The mdSummary action calculates multidimensional summaries of numeric variables. This action is particularly useful for exploring data by generating descriptive statistics for various subgroups, which is a fundamental step in data analysis and reporting.
| Parameter | Description |
|---|---|
| attributes | Specifies the variable attributes. |
| descending | When set to True, the formatted levels of the variables are arranged in descending order. |
| groupByLimit | Specifies the maximum number of levels in a group-by set. When the server determines this number of levels, the server stops and does not return a result. Specify this parameter if you want to avoid creating large result sets in group-by operations. |
| includeMissing | When set to True, missing values are included in the determination of group-by values. |
| inputs | Specifies the input variables for the analysis. |
| orderByGbyRaw | When set to True, the ordering of the group-by variables is based on the raw values of the variables, not the formatted values. |
| returnValidSet | When set to True, the group-by sets whose sizes do not exceed the specified group-by limit are returned. |
| sets | Specifies the set specifications, allowing for different group-by variables and filters in a single call. |
| subSet | Specifies the summary statistics to generate (e.g., MEAN, SUM, N, MIN, MAX). |
| table | Specifies the input CAS table for the analysis. |
| weight | Specifies a numeric variable whose values weight the values of the analysis variables. |
The following code creates a sample table named 'CARS' in the 'casuser' caslib, which will be used in the examples. This table contains information about different car models, including their type, origin, and engine size.

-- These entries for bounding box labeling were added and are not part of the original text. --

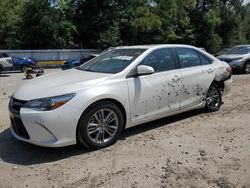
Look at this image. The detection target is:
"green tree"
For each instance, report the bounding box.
[21,0,76,49]
[0,0,24,49]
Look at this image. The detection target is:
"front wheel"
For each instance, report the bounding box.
[77,101,124,149]
[205,84,222,112]
[244,62,250,74]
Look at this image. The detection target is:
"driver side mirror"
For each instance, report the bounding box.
[137,65,155,76]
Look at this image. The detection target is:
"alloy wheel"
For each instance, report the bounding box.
[87,109,119,144]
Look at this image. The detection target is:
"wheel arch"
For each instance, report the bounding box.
[75,98,127,140]
[211,79,225,92]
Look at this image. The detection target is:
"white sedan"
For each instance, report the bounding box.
[9,45,232,149]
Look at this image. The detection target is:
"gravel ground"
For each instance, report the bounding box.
[0,70,250,188]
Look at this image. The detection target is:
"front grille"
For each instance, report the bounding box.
[10,117,30,139]
[10,97,27,112]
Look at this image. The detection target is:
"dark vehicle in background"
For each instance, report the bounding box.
[215,48,230,56]
[61,54,98,70]
[61,47,114,70]
[217,45,250,74]
[11,57,38,72]
[0,53,12,74]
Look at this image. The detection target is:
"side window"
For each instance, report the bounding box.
[199,53,212,65]
[140,48,176,72]
[176,48,201,68]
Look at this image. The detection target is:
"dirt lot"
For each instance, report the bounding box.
[0,70,250,188]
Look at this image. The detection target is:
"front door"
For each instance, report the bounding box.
[127,48,182,122]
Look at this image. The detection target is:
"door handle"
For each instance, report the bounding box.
[207,68,214,74]
[172,75,181,82]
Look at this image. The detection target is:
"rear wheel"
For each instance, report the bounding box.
[77,101,124,149]
[205,84,222,112]
[244,62,250,74]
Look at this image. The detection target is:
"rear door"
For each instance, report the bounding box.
[175,48,215,109]
[127,48,182,122]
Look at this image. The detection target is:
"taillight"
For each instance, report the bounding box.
[226,67,232,74]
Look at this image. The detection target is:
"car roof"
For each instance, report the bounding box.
[115,44,195,49]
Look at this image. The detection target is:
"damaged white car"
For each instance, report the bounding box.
[9,45,232,149]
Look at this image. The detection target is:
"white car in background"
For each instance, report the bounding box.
[0,53,12,74]
[9,45,232,149]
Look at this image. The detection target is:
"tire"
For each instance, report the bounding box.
[21,66,28,72]
[244,61,250,74]
[205,83,222,112]
[76,101,124,149]
[26,74,33,79]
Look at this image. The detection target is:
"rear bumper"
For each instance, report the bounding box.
[223,78,233,96]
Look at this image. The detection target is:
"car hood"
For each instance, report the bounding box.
[13,69,110,100]
[217,54,248,59]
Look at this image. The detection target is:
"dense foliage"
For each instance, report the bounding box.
[0,0,250,53]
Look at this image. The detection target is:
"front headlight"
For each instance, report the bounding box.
[23,93,76,111]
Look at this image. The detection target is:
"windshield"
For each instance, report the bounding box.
[227,46,250,54]
[78,49,145,74]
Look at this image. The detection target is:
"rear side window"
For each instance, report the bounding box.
[176,48,201,68]
[176,48,212,68]
[140,48,176,72]
[197,52,212,65]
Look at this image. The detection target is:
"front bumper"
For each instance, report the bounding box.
[9,97,80,147]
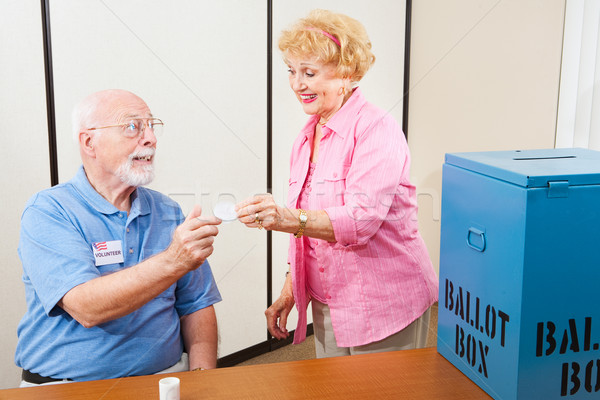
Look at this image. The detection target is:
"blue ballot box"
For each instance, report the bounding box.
[437,149,600,400]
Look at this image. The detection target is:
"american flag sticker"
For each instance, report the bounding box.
[92,240,124,266]
[93,242,108,251]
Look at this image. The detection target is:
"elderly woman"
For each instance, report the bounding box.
[236,10,438,357]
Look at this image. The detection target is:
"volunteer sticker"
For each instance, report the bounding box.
[92,240,124,266]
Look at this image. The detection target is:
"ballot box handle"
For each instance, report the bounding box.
[467,227,486,252]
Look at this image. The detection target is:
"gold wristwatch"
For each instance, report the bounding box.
[294,209,308,239]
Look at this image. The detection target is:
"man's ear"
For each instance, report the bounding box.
[79,132,96,157]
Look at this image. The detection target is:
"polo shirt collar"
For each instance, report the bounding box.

| 1 | DATA casuser.cars; |
| 2 | LENGTH Type $ 10 Origin $ 10; |
| 3 | INFILE DATALINES delimiter=','; |
| 4 | INPUT Type $ Origin $ EngineSize Horsepower MPG_City; |
| 5 | DATALINES; |
| 6 | Sedan,Asia,1.6,120,30 |
| 7 | Truck,USA,5.0,300,15 |
| 8 | Sedan,Europe,2.0,150,25 |
| 9 | SUV,USA,3.5,280,18 |
| 10 | Hybrid,Asia,1.8,100,45 |
| 11 | Sports,Europe,3.0,350,20 |
| 12 | Truck,Asia,2.4,180,20 |
| 13 | Sedan,USA,2.5,170,24 |
| 14 | ; |
| 15 | RUN; |
This example calculates the mean, sum, and count (N) for the 'Horsepower' variable, grouped by car 'Type' and 'Origin'.
| 1 | PROC CAS; |
| 2 | SIMPLE.mdSummary / |
| 3 | TABLE={name='cars'}, |
| 4 | inputs={{name='Horsepower'}}, |
| 5 | subSet={'mean', 'sum', 'N'}, |
| 6 | sets={{groupBy={'Type', 'Origin'}}}; |
| 7 | RUN; |
This example demonstrates a more complex use of mdSummary. It processes two different sets of data in a single call. The first set calculates various statistics (Mean, Min, Max, Std) for 'EngineSize' and 'Horsepower' grouped by 'Type'. The second set calculates the same statistics for cars from 'USA' only, grouped by 'Type'. This showcases the flexibility of the 'sets' parameter for conditional analysis.
| 1 | PROC CAS; |
| 2 | SIMPLE.mdSummary / |
| 3 | TABLE={name='cars'}, |
| 4 | subSet={'mean', 'min', 'max', 'std'}, |
| 5 | inputs={{name='EngineSize'}, {name='Horsepower'}}, |
| 6 | sets={ |
| 7 | {groupBy={'Type'}}, |
| 8 | {groupBy={'Type'}, where='Origin="USA"'} |
| 9 | }; |
| 10 | RUN; |